In an op-ed on Sunday, the New York Times highlighted the plight of those wrongly convicted of crimes as they seek to rebuild their lives on the outside.
Mark Schand, who spent 27 years in prison for a murder he did not commit, was released in 2013 after a judge dismissed the charges against him. Upon release, Schand was not eligible even for the benefits awarded to offenders released on parole in Massachusetts. In order to pursue compensation, Schand must prove his innocence in court. Even then, the Times points out, the cap for compensation is $500,000.
“It wouldn’t compensate in any way for the emotional damage that serving a prison sentence for something you didn’t do would cause a person,” Schand’s attorney John Thompson told the Times.
Massachusetts is only one of many states with inadequate compensation laws.
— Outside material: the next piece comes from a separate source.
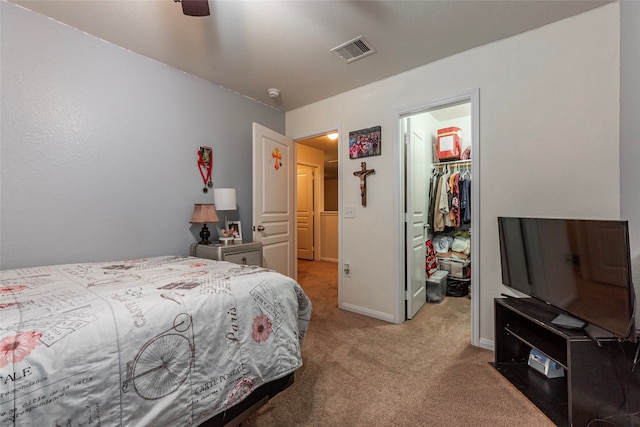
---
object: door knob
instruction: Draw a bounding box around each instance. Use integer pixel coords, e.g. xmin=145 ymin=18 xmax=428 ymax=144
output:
xmin=257 ymin=225 xmax=265 ymax=232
New Hampshire has a cap of $20,000, regardless of the number of years the defendant spent behind bars. Twenty states don’t have any law at all regarding wrongful conviction compensation.
“What we find, in state after state, is it’s incredibly complicated, and it varies,” said Rebecca Brown, the director of policy for the Innocence Project, to the Times.
Some states, such as California and Minnesota, are making an effort to address the issue in light of many recent exonerations. The Innocence Project recommends payments of at least $64,000 per year of wrongful incarceration, an additional $64,000 for every year on death row and $32,000 per year on parole or on a sex offender registry, as well as funds for clothing, housing, job training, education and health care.
While no amount of money can bring back the time and opportunities lost to the exoneree after many years in prison, the state can at least facilitate his or her re-entry into society.
“It’s heartbreaking,” Brown told the Times, “and frankly, the state has a moral responsibility to bring people back to where they were as best they can.”